The ARM architecture requires that transactions to locations in Device-type memory be ordered. The Cortex-R5 processor has an in-order pipeline, so any non-cached read blocks, preventing any subsequent read or write from starting until the current read is complete. On an AXI bus, as used by the Cortex-R5 processor, a series of writes issued in order, is kept in order by using the same ID for all the transactions.

To maintain ordering between a write and a subsequent read, the Cortex-R5 processor waits for the write transaction to complete before starting the read. The writes that the Cortex-R5 processor must wait for are any Device-type writes in its write buffer or bus interface and writes for which the address and data have been accepted by the bus but for which no response has been received, that is AXI outstanding writes. The latency of the Device read depends on how many writes must complete before it starts.

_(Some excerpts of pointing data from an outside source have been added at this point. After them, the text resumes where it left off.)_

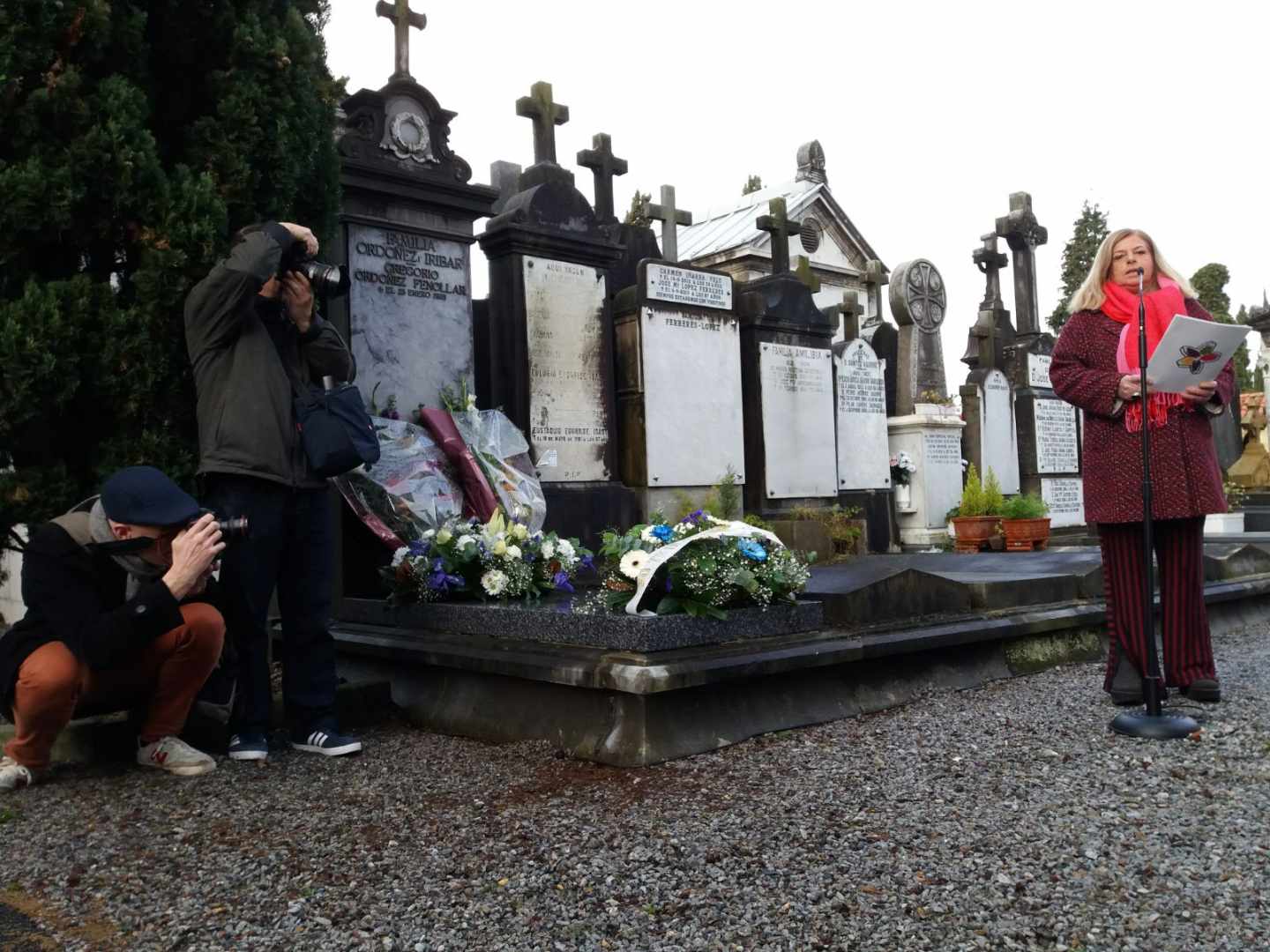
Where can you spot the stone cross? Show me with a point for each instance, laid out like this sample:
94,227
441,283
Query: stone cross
671,219
404,19
605,165
990,262
875,276
850,309
805,274
1024,235
780,227
546,115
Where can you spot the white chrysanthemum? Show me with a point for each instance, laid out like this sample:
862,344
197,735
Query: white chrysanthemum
632,562
493,582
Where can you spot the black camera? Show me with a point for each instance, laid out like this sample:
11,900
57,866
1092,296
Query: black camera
234,528
328,279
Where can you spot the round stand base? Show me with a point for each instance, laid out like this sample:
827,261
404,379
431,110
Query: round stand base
1139,724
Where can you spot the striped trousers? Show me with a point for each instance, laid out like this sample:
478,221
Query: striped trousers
1180,559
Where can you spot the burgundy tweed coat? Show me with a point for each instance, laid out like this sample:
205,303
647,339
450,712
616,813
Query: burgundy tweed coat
1185,479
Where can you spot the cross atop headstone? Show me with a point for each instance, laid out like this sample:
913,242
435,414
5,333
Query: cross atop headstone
850,309
546,115
780,227
671,219
404,18
805,274
1024,235
990,262
605,165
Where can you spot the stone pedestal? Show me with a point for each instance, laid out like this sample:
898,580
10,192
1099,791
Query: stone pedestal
931,435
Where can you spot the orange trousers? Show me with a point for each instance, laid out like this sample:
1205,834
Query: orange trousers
52,684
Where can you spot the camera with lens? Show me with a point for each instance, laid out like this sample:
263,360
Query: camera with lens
329,279
234,528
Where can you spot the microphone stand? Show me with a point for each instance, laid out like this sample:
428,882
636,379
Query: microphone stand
1149,723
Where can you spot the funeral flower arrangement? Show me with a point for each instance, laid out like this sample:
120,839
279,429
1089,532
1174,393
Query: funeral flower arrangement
498,560
698,566
902,469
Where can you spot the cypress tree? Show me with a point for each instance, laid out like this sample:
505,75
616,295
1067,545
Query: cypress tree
1087,234
138,135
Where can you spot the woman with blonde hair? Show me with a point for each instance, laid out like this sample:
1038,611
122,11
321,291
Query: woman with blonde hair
1095,368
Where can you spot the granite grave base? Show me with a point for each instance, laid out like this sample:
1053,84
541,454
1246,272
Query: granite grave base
635,707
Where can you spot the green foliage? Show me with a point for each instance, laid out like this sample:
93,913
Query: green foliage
1209,283
721,502
638,212
138,136
993,501
973,502
1025,507
1087,234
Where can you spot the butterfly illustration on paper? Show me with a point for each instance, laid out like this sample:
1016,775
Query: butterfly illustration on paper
1195,357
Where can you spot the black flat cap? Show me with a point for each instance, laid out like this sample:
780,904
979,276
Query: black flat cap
143,495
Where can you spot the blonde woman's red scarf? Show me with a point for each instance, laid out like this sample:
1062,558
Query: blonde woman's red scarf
1122,306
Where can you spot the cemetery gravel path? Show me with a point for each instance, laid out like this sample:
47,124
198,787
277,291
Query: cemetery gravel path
1006,816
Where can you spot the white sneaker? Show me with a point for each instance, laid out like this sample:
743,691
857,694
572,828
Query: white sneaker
175,755
14,776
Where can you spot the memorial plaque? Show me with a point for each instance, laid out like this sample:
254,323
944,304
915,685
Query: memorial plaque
863,453
564,324
1056,437
997,429
1038,371
410,315
683,286
692,407
940,472
1065,502
798,420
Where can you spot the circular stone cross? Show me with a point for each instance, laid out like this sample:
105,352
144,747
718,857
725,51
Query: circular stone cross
917,294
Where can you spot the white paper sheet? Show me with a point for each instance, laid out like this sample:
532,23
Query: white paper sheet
1192,352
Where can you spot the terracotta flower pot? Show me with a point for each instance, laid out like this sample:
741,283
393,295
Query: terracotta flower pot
975,531
1025,534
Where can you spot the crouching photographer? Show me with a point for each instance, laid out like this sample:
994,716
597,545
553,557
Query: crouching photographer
115,614
257,346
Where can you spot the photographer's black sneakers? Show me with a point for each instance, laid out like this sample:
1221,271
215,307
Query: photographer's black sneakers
331,743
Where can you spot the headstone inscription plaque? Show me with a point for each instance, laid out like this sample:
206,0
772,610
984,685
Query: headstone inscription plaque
678,383
548,340
406,231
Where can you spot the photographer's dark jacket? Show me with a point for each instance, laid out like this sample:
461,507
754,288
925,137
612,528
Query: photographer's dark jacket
77,594
243,346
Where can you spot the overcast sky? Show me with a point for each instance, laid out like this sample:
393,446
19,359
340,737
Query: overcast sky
930,113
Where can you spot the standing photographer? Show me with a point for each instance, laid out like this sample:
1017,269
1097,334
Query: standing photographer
253,335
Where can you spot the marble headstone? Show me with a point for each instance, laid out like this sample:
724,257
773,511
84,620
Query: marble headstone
862,406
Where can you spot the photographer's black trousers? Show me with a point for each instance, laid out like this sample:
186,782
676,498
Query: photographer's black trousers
291,547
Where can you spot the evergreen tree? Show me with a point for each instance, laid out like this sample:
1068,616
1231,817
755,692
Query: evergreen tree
138,135
1087,234
1209,283
638,213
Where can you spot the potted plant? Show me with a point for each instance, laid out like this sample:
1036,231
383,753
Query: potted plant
1232,521
902,469
1025,524
977,514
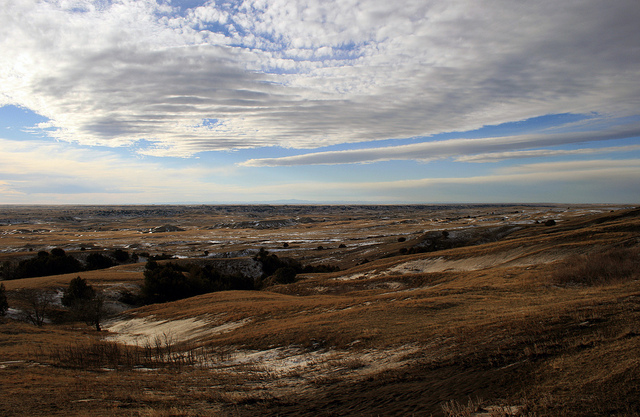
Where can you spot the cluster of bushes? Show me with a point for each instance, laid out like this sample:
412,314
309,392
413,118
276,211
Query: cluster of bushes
284,270
84,302
4,305
58,262
171,281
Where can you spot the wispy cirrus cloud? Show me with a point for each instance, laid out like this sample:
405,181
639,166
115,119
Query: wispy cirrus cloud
461,149
537,153
307,74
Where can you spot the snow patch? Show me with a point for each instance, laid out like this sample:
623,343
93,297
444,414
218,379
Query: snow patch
142,331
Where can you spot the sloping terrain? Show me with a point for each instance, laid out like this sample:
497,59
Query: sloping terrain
443,332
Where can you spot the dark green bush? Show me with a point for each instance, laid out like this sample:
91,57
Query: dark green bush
47,264
4,304
99,261
599,268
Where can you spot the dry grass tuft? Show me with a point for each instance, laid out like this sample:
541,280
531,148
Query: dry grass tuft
600,268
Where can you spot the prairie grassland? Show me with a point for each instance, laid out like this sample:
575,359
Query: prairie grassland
494,327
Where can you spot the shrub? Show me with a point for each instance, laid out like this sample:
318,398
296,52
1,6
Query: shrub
99,261
4,304
285,275
120,255
171,281
84,302
599,268
47,264
37,304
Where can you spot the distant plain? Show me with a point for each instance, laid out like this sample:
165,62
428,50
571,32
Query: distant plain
430,310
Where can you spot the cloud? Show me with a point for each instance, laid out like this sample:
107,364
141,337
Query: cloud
536,153
458,148
44,172
307,74
609,180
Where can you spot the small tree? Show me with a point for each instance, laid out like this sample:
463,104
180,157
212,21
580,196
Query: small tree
84,302
4,304
285,275
38,304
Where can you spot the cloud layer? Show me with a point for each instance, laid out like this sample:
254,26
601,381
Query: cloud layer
307,74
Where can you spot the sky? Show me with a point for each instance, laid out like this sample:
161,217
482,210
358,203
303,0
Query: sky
319,101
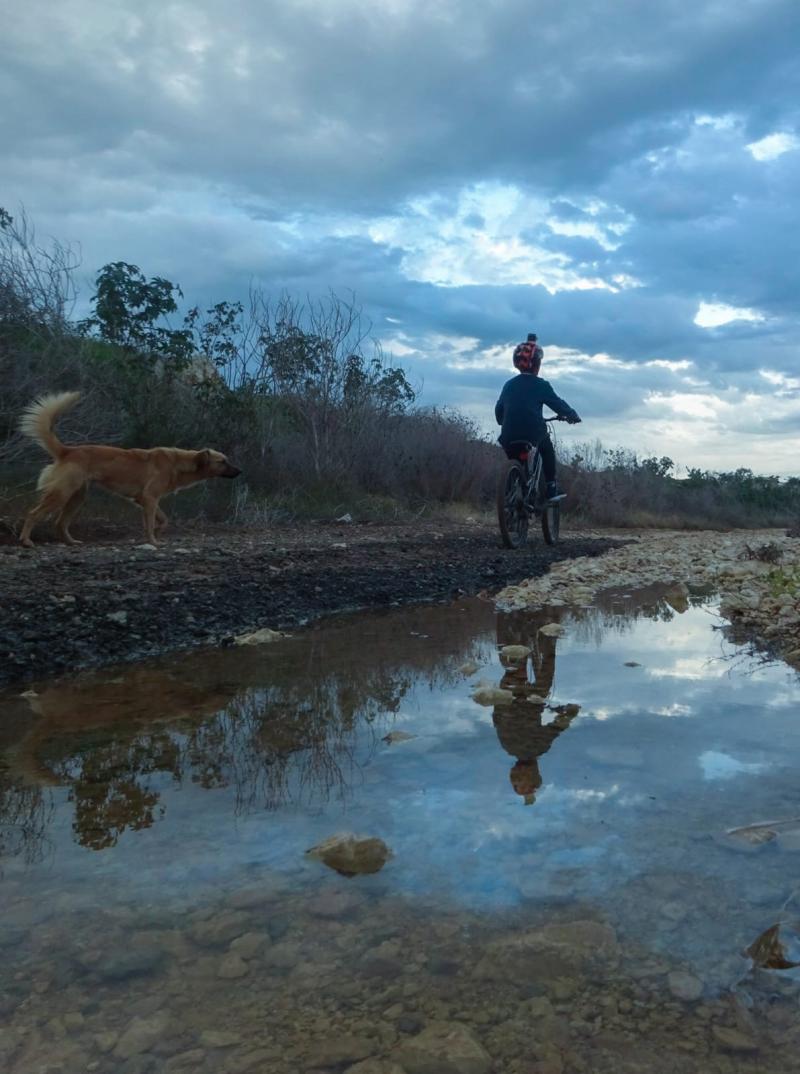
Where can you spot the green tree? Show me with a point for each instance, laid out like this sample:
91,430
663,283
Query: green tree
130,311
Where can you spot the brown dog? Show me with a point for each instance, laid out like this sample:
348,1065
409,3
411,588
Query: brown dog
141,476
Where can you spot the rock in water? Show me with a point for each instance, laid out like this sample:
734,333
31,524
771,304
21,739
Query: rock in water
515,654
351,855
733,1040
444,1048
776,948
684,986
262,637
492,695
468,669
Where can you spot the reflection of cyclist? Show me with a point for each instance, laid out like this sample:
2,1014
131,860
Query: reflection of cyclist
519,410
519,725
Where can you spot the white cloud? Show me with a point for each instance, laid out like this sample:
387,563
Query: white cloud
482,237
773,145
712,315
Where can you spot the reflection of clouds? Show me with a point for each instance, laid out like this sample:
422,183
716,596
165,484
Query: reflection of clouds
673,710
722,766
691,667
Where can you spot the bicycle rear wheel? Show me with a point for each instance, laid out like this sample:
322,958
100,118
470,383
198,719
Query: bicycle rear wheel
512,514
551,514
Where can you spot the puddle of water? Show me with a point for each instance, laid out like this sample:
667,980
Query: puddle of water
561,893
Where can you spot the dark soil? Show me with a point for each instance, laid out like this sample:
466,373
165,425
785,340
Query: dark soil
70,608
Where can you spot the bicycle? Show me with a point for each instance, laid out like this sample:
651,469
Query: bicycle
521,494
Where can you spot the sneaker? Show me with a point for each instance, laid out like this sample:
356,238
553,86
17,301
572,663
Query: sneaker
554,493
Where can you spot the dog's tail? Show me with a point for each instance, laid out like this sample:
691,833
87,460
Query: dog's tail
40,417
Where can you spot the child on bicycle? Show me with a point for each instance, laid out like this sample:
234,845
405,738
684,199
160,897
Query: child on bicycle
519,411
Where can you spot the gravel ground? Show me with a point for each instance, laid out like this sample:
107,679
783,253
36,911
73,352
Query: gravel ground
113,600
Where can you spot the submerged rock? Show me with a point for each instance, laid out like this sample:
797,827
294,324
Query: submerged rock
338,1050
754,837
684,986
351,855
776,948
393,737
515,654
444,1048
468,669
492,695
733,1040
142,1034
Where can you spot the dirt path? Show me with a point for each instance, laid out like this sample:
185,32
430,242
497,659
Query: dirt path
69,608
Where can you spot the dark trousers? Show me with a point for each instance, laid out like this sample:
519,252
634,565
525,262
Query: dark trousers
546,450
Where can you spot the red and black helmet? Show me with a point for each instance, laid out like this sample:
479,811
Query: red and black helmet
528,354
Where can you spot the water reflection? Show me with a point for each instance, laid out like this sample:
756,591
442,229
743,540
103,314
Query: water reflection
279,727
521,725
159,911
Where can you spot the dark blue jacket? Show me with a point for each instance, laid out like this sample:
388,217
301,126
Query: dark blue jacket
519,408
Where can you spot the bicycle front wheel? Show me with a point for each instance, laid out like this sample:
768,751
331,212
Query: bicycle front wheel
512,514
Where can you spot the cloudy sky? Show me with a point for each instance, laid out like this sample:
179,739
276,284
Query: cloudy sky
620,176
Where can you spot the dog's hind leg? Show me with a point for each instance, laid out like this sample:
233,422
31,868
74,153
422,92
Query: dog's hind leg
57,493
68,513
149,509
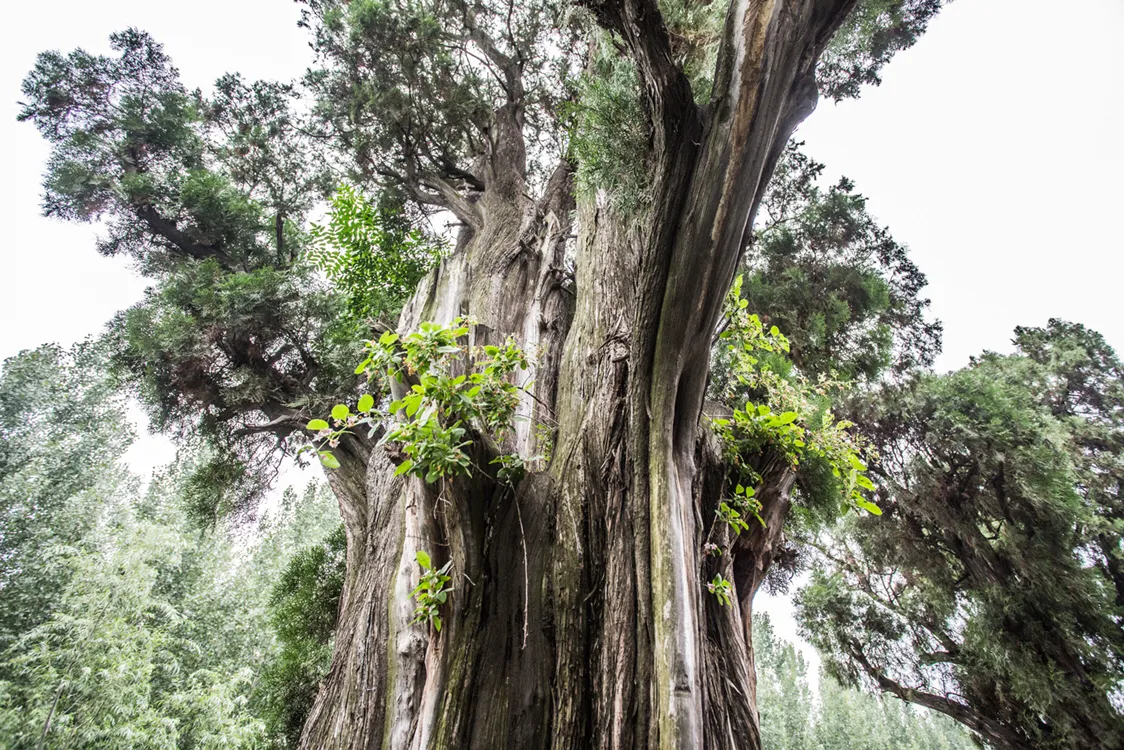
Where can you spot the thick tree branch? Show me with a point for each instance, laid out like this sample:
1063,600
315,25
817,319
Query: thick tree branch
986,726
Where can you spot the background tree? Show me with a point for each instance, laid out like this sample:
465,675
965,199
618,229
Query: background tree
581,612
238,339
843,291
795,717
989,589
62,428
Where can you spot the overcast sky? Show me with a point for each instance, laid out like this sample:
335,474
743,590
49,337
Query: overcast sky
993,148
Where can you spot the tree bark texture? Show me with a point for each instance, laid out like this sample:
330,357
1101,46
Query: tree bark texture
580,615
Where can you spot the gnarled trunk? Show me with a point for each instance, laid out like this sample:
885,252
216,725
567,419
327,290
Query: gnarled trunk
580,615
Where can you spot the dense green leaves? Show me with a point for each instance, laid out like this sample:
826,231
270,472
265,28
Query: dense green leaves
842,289
62,428
796,716
990,587
372,254
875,32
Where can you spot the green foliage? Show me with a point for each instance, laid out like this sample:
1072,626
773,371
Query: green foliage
994,578
608,133
870,36
62,428
794,716
822,269
304,607
371,253
145,647
237,337
437,408
721,588
432,590
411,87
794,422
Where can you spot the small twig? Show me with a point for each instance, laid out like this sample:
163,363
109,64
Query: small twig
526,578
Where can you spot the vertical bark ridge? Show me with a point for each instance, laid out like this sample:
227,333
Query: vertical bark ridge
604,636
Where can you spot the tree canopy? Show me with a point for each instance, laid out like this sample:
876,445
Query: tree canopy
990,587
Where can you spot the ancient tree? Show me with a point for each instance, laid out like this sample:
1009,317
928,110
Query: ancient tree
603,525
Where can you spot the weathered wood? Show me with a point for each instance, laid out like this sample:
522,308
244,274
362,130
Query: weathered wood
604,634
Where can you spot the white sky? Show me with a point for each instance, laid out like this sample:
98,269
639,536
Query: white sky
991,148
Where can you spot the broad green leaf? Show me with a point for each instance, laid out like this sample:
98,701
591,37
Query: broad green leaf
869,507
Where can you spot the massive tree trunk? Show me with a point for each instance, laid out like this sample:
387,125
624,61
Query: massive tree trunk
580,615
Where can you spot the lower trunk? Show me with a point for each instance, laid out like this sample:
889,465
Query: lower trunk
580,614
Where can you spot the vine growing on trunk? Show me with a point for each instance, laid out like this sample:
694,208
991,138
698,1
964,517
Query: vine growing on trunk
785,414
445,388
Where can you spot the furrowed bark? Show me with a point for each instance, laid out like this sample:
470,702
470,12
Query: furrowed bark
580,615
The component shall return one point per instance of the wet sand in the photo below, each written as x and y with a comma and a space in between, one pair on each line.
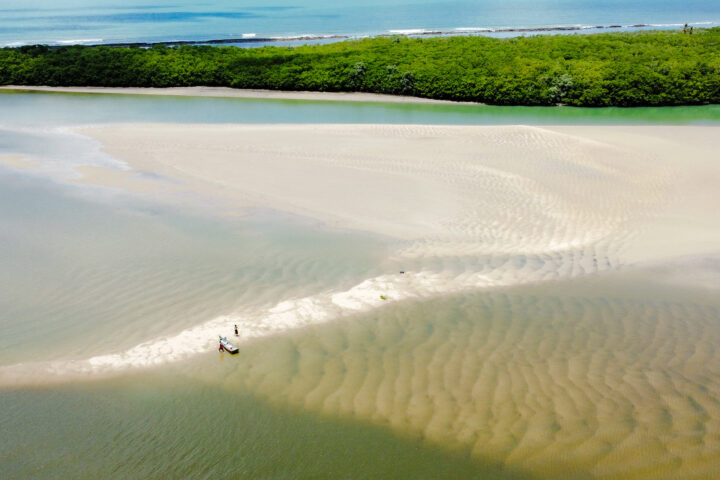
558, 314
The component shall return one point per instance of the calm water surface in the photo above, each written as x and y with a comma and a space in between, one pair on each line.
610, 377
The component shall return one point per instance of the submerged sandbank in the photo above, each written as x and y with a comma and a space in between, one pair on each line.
445, 189
467, 208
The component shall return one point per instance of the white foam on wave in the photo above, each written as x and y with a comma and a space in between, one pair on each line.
79, 41
408, 31
297, 313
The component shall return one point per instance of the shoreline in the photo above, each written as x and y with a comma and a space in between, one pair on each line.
227, 92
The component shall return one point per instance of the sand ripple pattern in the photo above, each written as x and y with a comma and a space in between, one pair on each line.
562, 386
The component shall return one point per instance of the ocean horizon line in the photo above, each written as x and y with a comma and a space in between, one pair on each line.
255, 39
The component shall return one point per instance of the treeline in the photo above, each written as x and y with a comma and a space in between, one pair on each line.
612, 69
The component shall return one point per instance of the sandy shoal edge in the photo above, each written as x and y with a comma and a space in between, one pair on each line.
226, 92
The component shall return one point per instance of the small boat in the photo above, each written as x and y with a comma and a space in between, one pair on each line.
227, 346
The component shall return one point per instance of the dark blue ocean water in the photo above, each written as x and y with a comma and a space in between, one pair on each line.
107, 21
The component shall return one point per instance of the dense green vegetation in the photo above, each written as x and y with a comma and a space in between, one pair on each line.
622, 69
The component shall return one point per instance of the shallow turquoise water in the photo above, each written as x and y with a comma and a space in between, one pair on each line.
413, 390
53, 109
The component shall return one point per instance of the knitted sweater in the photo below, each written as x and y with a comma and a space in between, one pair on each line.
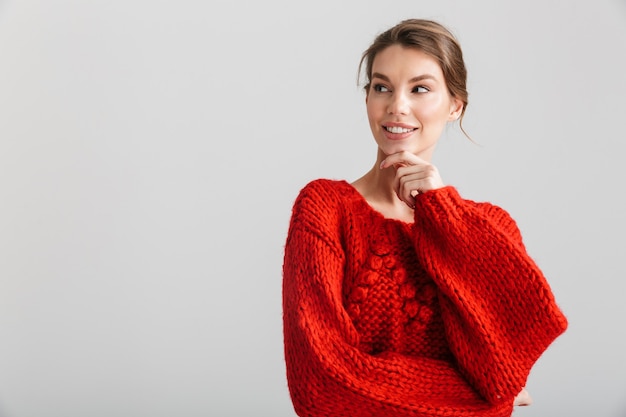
382, 318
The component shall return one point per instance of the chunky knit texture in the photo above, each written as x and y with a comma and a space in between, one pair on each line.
441, 317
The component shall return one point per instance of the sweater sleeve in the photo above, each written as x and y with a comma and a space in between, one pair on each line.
498, 309
328, 375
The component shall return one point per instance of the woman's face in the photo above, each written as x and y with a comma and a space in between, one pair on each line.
408, 103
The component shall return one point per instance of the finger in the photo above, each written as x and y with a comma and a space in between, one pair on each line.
400, 159
416, 179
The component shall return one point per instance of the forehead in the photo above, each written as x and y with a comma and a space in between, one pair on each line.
401, 60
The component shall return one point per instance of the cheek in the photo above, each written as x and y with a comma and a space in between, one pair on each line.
433, 110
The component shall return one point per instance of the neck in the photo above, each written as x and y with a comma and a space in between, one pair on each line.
376, 186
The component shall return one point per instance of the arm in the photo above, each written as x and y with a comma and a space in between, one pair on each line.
327, 373
499, 312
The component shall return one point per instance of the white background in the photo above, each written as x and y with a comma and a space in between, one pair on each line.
150, 152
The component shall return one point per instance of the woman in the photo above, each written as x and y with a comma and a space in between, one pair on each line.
400, 297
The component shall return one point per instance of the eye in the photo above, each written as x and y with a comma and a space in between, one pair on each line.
380, 88
420, 89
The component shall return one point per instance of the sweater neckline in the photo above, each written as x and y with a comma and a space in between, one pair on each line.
358, 198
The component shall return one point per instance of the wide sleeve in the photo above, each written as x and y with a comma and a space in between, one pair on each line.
328, 375
498, 309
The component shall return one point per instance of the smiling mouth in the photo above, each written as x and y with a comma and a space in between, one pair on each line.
397, 129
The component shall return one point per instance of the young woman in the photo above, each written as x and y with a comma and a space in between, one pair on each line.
400, 297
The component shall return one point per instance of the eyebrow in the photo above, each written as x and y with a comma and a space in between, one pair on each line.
412, 80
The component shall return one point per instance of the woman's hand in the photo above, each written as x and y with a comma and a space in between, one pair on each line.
413, 176
523, 398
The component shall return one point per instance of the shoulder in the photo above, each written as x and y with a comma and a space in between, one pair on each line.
448, 202
321, 194
320, 206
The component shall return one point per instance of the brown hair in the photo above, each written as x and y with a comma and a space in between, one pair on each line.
433, 39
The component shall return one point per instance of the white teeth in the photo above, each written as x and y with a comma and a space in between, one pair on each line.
397, 129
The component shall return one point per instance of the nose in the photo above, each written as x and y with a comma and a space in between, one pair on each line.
398, 104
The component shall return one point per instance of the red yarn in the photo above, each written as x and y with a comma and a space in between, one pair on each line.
382, 318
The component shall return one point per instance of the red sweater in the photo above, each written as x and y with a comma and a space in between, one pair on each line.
441, 317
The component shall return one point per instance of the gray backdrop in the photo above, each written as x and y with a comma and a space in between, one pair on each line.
150, 152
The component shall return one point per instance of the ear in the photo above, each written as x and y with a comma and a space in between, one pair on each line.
456, 108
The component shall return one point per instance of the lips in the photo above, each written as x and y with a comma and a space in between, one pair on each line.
398, 129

The architectural ordering requirements apply only to individual peripherals so, for example, an outstanding write to a UART does not have to be completed before a read from an interrupt controller can be started. However, the Cortex-R5 processor views the memory attached the each interface as flat, so ordering is preserved for all accesses to a given interface. Accesses to different Cortex-R5 interfaces are not ordered, so selecting which interface is used can improve the latency of critical Device read accesses.

For example, if a CPU has a number of write transactions outstanding on the AXI master interface, a read from an interrupt controller attached to the AXI master interface must wait for those writes to complete and the latency incurred might impact the interrupt handling performance. Alternatively, if the interrupt controller were attached to the AXI peripheral interface, the read could start without waiting for the outstanding writes on the AXI master interface. However, the read would have to wait for any outstanding writes on the AXI peripheral interface or its buffers.


  • The transaction ordering provided by Device memory is useful in situations where the access has side effects. For example, if the processor writes to a memory-mapped FIFO, and then reads a different memory-mapped register that indicates whether the FIFO is full, the value read must reflect the state of the FIFO after the write otherwise a further write could be performed that causes an overflow.

  • If a write to a peripheral on one interface causes a side effect on a peripheral on a different interface, there is no implicit ordering to ensure the side effect is observed by a subsequent access to the second peripheral, even if both are in Device-type memory. In this situation, you must perform a read from the first peripheral to ensure that the write has completed, followed by a DMB to ensure ordering before performing the second access. On the Cortex-R5 processor, a DMB alone is sufficient to force this ordering, but this is not architectural and cannot be relied on in the general case.

Writes to Device-type memory always drain from the Cortex-R5 buffers as quickly as possible. If the memory system attached to a port is perfect, that is the write response is returned in the cycle after the address and data have been received, outstanding accesses cannot accumulate. Selecting different interfaces for different peripherals does not improve read latencies in such a system.